Misi Penjaga Perdamaian PBB Terancam Gara-gara Anggaran

JurnalPatroliNews Jakarta – Misi pasukan penjaga perdamaian Perserikatan Bangsa-Bangsa (PBB) di seluruh dunia terancam tidak bisa berjalan mulai Kamis (1/7) mendatang akibat seluruh negara anggota Majelis Umum belum menyepakati usulan anggaran yang diajukan.

Perdebatan di antara 193 negara anggota Majelis Umum PBB itu belum menyetujui alokasi anggaran Pasukan Penjaga Perdamaian sebesar US$6 miliar (sekitar Rp87.5 triliun) untuk setiap tahun hingga 30 Juli 2022 mendatang.

Dilansir Reuters, menurut keterangan sejumlah diplomat, perdebatan soal anggaran pasukan penjaga perdamaian itu terjadi akibat perubahan prosedur negosiasi, masalah pada bidang logistik dan pertentangan politik antara China dan kelompok negara-negara Barat.

Kepala Strategi Manajemen, Kebijakan dan Kepatuhan PBB, Catherine Pollard, mengatakan dia sudah menyampaikan kepada 12 misi pasukan penjaga perdamaian di dunia, yang sebagian besar berada di Afrika dan Timur Tengah, supaya menyiapkan rencana darurat jika usulan alokasi anggaran itu tidak disetujui tepat waktu.

“Di waktu yang sama kami berharap dan yakin seluruh negara anggota bisa mencapai kesepakatan,” kata Pollard.

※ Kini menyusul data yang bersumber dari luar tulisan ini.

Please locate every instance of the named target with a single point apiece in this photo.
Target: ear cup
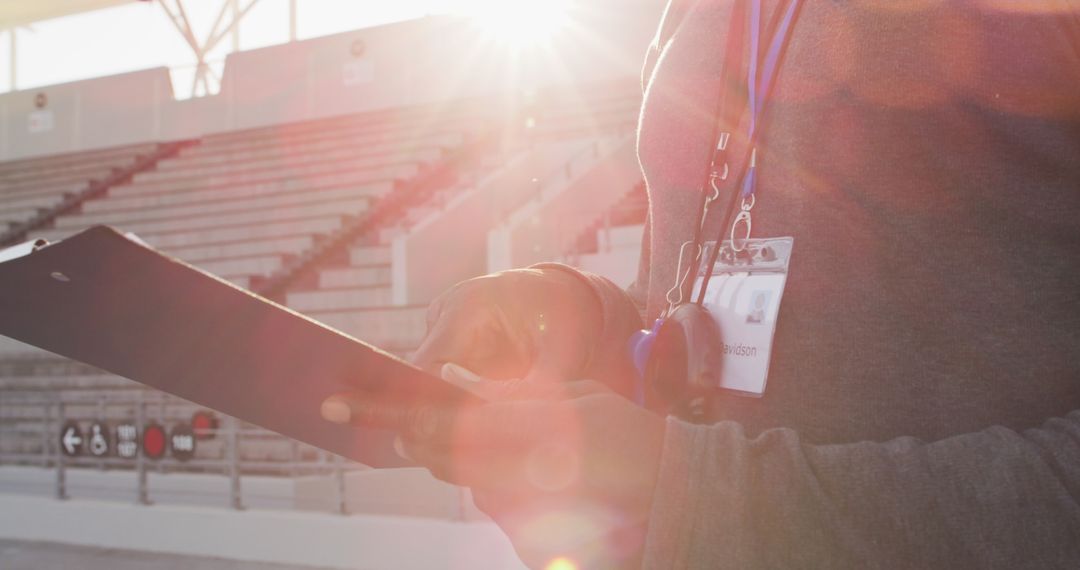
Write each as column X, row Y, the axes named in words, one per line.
column 685, row 358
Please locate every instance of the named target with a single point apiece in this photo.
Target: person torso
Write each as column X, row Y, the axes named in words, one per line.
column 926, row 158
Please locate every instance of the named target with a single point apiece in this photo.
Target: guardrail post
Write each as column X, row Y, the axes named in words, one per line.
column 232, row 430
column 143, row 488
column 46, row 430
column 61, row 467
column 100, row 418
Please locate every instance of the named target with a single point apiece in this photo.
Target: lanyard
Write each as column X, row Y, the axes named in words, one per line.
column 760, row 76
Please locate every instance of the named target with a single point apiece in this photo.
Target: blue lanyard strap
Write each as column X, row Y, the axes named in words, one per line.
column 757, row 86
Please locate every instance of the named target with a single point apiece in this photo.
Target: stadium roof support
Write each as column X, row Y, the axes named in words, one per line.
column 227, row 23
column 14, row 14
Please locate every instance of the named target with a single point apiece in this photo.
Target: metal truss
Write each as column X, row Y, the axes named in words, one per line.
column 227, row 24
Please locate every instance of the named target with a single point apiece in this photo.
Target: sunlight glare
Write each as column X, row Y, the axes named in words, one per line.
column 518, row 23
column 561, row 564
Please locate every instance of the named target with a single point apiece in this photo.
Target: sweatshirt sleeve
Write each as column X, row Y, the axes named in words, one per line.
column 990, row 499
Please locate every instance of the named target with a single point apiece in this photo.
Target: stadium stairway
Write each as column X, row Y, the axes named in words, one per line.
column 380, row 288
column 34, row 192
column 241, row 205
column 611, row 245
column 313, row 214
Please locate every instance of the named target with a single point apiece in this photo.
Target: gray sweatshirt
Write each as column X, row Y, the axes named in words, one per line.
column 926, row 371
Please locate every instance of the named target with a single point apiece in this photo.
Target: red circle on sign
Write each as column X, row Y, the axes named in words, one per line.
column 153, row 442
column 204, row 423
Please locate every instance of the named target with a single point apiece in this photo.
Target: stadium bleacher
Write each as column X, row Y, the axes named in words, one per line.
column 311, row 214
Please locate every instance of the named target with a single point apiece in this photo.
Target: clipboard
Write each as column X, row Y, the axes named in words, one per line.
column 108, row 300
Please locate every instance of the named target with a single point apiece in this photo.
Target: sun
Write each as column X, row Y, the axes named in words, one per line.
column 518, row 23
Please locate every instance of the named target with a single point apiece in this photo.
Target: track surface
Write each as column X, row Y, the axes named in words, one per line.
column 16, row 555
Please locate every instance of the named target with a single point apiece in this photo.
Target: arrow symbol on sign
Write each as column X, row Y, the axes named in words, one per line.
column 71, row 440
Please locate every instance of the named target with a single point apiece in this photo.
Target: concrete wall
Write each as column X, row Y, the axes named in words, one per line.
column 418, row 62
column 542, row 230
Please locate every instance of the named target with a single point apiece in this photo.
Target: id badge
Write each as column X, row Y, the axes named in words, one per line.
column 743, row 297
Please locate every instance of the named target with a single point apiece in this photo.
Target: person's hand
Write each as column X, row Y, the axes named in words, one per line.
column 566, row 469
column 535, row 324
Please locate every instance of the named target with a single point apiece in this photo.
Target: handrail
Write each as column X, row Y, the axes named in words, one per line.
column 386, row 212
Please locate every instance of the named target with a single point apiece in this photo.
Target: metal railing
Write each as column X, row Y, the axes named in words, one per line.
column 32, row 434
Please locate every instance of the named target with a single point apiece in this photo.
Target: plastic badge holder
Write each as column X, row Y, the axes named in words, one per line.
column 743, row 297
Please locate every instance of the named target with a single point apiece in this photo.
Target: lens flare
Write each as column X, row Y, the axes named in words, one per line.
column 518, row 23
column 561, row 564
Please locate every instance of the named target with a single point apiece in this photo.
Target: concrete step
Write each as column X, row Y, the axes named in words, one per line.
column 270, row 246
column 339, row 299
column 49, row 190
column 311, row 176
column 378, row 255
column 619, row 266
column 360, row 179
column 278, row 201
column 620, row 236
column 361, row 134
column 191, row 158
column 42, row 201
column 65, row 382
column 116, row 203
column 88, row 157
column 350, row 207
column 242, row 266
column 219, row 235
column 350, row 157
column 359, row 276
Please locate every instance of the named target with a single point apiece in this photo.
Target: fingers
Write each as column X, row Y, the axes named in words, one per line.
column 517, row 389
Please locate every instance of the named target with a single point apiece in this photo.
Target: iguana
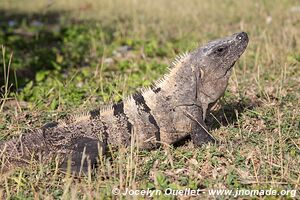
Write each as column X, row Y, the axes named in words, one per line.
column 171, row 109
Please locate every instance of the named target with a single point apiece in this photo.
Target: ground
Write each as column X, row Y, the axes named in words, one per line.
column 60, row 57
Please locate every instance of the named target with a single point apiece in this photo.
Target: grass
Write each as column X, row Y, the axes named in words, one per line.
column 67, row 57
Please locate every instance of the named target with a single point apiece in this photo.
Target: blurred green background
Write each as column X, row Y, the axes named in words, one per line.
column 72, row 55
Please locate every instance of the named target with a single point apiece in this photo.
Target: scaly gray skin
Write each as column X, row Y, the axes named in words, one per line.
column 173, row 108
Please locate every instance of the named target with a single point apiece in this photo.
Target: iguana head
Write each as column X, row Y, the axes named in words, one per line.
column 213, row 63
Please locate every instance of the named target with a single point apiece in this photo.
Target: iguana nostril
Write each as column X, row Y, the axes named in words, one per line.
column 242, row 36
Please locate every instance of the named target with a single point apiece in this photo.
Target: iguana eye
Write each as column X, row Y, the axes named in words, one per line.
column 220, row 50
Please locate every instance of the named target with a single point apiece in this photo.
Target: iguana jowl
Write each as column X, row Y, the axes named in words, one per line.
column 174, row 107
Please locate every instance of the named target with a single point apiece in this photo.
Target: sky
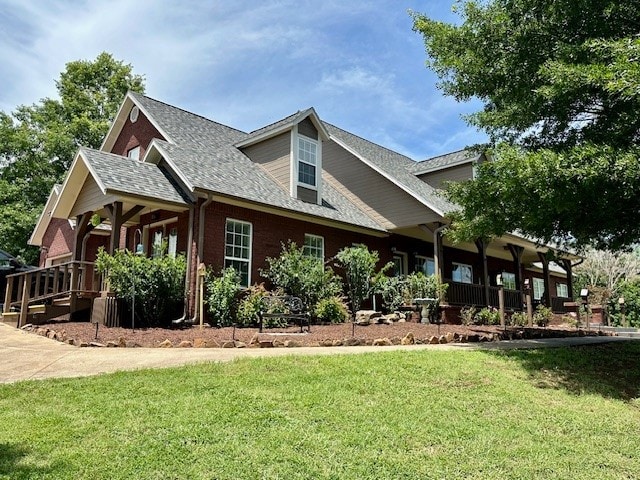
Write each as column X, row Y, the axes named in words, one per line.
column 248, row 63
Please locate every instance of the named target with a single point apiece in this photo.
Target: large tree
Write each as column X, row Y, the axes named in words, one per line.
column 560, row 83
column 38, row 142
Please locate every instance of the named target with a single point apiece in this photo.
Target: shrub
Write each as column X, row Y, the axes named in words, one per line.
column 542, row 316
column 222, row 297
column 332, row 309
column 519, row 319
column 391, row 290
column 156, row 283
column 302, row 276
column 487, row 316
column 248, row 313
column 468, row 315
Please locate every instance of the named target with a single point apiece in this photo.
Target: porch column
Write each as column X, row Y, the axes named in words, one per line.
column 83, row 227
column 481, row 245
column 566, row 264
column 547, row 280
column 117, row 220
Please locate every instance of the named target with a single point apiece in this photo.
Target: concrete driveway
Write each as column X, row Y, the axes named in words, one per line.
column 25, row 356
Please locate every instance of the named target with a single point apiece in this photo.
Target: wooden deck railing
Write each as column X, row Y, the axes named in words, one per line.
column 70, row 279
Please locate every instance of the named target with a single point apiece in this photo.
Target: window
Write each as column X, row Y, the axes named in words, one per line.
column 399, row 263
column 313, row 246
column 462, row 273
column 509, row 280
column 538, row 288
column 134, row 153
column 173, row 242
column 425, row 265
column 307, row 162
column 237, row 251
column 157, row 244
column 562, row 290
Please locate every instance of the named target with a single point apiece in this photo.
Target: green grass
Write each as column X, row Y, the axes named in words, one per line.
column 557, row 413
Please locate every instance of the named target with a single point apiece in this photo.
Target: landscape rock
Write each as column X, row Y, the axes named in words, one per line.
column 408, row 339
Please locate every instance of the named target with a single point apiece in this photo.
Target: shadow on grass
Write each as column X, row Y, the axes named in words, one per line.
column 11, row 465
column 611, row 370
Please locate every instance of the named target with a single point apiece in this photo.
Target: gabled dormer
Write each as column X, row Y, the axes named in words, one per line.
column 291, row 152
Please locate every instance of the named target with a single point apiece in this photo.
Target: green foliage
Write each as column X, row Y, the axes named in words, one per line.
column 301, row 276
column 222, row 297
column 630, row 291
column 542, row 316
column 156, row 283
column 359, row 265
column 519, row 319
column 38, row 142
column 468, row 315
column 332, row 310
column 558, row 81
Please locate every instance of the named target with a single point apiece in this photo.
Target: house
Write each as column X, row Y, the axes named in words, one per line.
column 230, row 198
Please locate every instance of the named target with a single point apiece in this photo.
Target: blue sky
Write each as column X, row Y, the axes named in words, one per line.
column 249, row 63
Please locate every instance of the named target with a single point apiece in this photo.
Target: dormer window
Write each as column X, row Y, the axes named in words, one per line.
column 307, row 162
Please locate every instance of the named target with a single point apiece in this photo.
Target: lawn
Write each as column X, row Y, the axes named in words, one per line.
column 557, row 413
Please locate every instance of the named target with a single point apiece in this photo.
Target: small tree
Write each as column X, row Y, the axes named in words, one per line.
column 359, row 266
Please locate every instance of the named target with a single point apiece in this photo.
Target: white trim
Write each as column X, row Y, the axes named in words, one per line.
column 238, row 259
column 399, row 184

Menurut Pollard, jika sampai tenggat pembahasan yakni pada Rabu (30/6) besok tak juga dicapai kesepakatan, maka Sekretaris Jenderal PBB, Antonio Guterres, hanya bisa menyetujui pencairan anggaran untuk menjaga aset-aset PBB dan memastikan keselamatan pada staf dan pasukan penjaga perdamaian.

Kepala Misi Penjaga Perdamaian PBB, Jean-Pierre Lacroix, mengatakan jika masalah perdebatan anggaran itu masih alot, maka kerja mereka akan semakin terbatas. Dia juga memperingatkan hal itu bisa menghambat tugas misi penjaga perdamaian untuk melindungi warga sipil, membantu pencegahan Covid-19 dan mendukung upaya mediasi lewat jalur politik dari pihak-pihak yang berkonflik.

Indonesia adalah salah satu negara yang mengirimkan pasukan dalam misi penjaga perdamaian.

Selama ini Amerika Serikat menjadi penyumbang terbesar anggaran pasukan penjaga perdamaian, yakni sekitar 28 persen. Sedangkan China menyumbang 15.2 persen dan Jepang 8.5 persen.